Is this the only ND that you have?

It sound to me like he has Disturbed sensory perception, visual r/t hallucinations. If he is seeing black, and eyes, those are hallucinations. I think that book is just a guide when it comes to the R/T part.

pt did stop taking her medications. She is dx. with major depression recurrent. I'm not sure if her hallucinations is something new. Other family members are also suffering from hallucinations

After thinking about this.......

Remember, a care plan is a building block that YOU have to build, not a book! Look at the here and now, what is going on with your patient at this moment. Setting goals based on your diagnosis is gonna be tricky. Don't use your book, use your observations and common sense as a guide when you are making a care plan. Look at what you can do in the next 8 or so hours of your shift that can keep your patient safe, healthy and happy.

If this was my patient #1 I would want to know if he is still having suicidal thoughts. If so, what was the subj. and obj. (he said he wanted to kill himself, he has a hx of suicide attempt(s)) that would lead me to my nsg dx Risk for suicide, R/T suicidal thoughts, evident by my subj. and obj. data.

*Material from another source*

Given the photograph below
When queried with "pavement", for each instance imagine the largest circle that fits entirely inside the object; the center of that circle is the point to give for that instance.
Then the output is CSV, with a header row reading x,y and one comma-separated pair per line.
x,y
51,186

Then, what am I going to do as his nurse to keep try and keep him from committing suicide on my shift...1)check him every 5 min 2) check his room and remove anything that he could use to harm himself 3) keep him busy 4) administer meds as prescribed. Explain why these interventions are being done. And if this guy has not committed suicide by the end of my shift...JACKPOT I have met my goal and my patient is safe!

Don't try to overanalyze, or all you will be doing is depending on a book and spending hrs. doing a care plan that should take you 5 min.

I hope I helped a little...GOOD LUCK!

Specializes in med/surg, telemetry, IV therapy, mgmt.

diagnosing is always based on the assessment you have done of the patient. you have a patient here who tried to kill themselves which indicates ineffective coping of some situation in their life as well as a self-esteem problem. don't forget that because that is the reason they have been institutionalized. the hallucinations are something else they brought along with them. they indicate ineffective coping as well as acute confusion and disturbed thought processes. this website has some information that might be helpful in putting together a care plan: http://www.fadavis.com/townsend4e/additionalnursingcareplans.asp

the foundation of any care plan is the assessment. mental health assessment is particularly difficult. there is some information on how to do a mental and psych assessment on this sticky thread on the student forums: https://allnurses.com/forums/f205/health-assessment-resources-techniques-forms-145091.html - health assessment resources, techniques, and forms

Specializes in critical care; community health; psych.

Think priorities. A "risk for injury" diagnosis trumps everything else if I were care planning for this patient. Safety would be first priorty. A care plan is a way of thinking. I really think the NANDA models should be a guide but not the be all end all. There is a primary assessment and a secondary assessment. This patient is critically ill and at risk for death. That's primary. Secondary assessments could address ineffective coping, nutrtional deficits, body image deficits, etc.

Let your diagnosis flow from the presentation.

Thanks to all who responded, and especially the links for the nursing care plans/diagnosis.